SPEAKER_00On the market structure front, the PJM congestion story. Software firm Grid Raven reported that transmission congestion cost PJM $1 billion in May 2026, with a single transmission line generating nearly $150 million in congestion costs over 72 hours. PJM is also reviewing more than 800 generation projects totaling 220 gigawatts after reopening its interconnection queue.
SPEAKER_01That number is a direct data point on what load growth without commensurate transmission investment looks like at scale. For CAISO and EDAM participants, and for utilities weighing markets plus, the question of congestion exposure under expanded Western market footprints is not hypothetical. PJM is showing the math in real time. Congestion cost allocation design in Western market rules matters enormously, and this figure gives advocates on both sides of that debate a number to anchor their arguments.
SPEAKER_00The appliance efficiency remand deserves a second look beyond the immediate DSM planning question. If DOE rewrites the furnace standard, particularly the non-condensing furnace provision, it doesn't just affect rebate program design. It changes the assumed energy savings in integrated resource plans that were built on a premise of continuing efficiency gains in the building stock.
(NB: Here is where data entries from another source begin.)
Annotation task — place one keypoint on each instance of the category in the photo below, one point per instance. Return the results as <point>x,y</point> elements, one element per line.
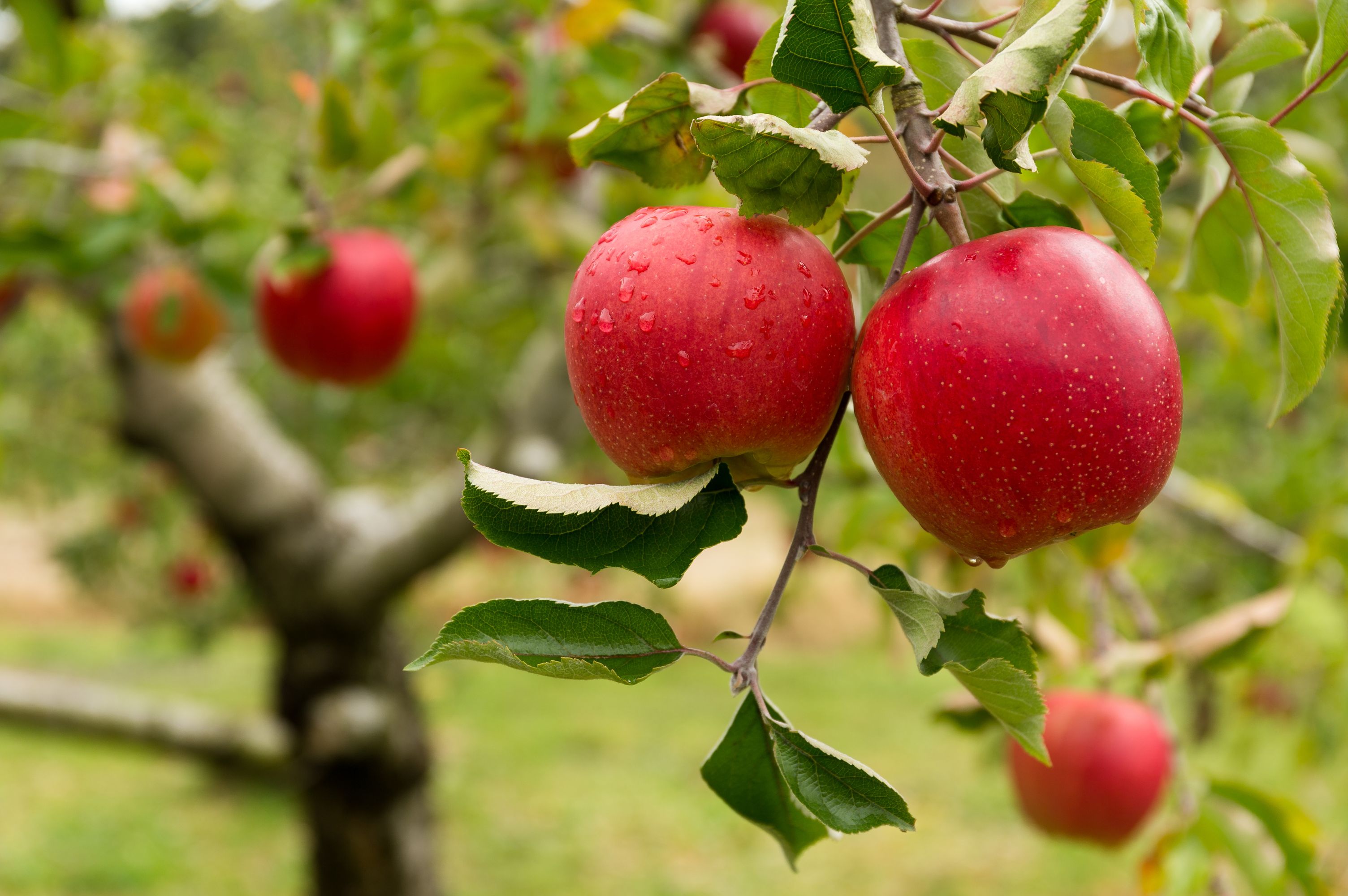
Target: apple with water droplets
<point>1018,390</point>
<point>347,313</point>
<point>695,335</point>
<point>1111,760</point>
<point>736,27</point>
Utilities that used those projected savings to defer generation or transmission investment need to revisit those deferrals.
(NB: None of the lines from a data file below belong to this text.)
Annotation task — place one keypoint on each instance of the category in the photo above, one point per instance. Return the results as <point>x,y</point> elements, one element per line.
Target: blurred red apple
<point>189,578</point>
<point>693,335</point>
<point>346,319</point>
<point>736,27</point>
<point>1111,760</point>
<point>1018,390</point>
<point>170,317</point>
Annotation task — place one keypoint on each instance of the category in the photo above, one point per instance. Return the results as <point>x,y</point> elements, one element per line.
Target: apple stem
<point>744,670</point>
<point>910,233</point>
SPEAKER_01The legal pathway matters here too. The remand goes back to the DC circuit under a standard that DOE is actively shaping. If the court defers to the new DOE legal interpretation, the standards are effectively paused pending rewrite. That process could run 18 months or longer. Planning cycles don't wait. Utilities should be identifying which IRP assumptions are most exposed and building contingency scenarios now, before the next resource plan cycle closes.
SPEAKER_00The compounding factor is the DOE Office of Science budget cut. The national labs that help utilities model efficiency program outcomes and validate savings assumptions are also facing a funding squeeze. Those two developments landing together in the same week is worth tracking as a connected constraint on the analytical infrastructure public power relies on.
SPEAKER_01Today's thread is federal actions narrowing planning certainty on efficiency baselines, on lab partnerships, on market congestion exposure. The through line is that assumptions baked into resource plans over the last several years are under simultaneous pressure from multiple directions. The utilities that come out ahead will be the ones that have already identified which assumptions are load bearing.
SPEAKER_00Verify what you'll act on. Sources are in the show notes. That's your NWPPA morning brief for Thursday, June 11th, 2026. Sources for every story are linked in the show notes. We'll be back tomorrow morning. Keep the lights on.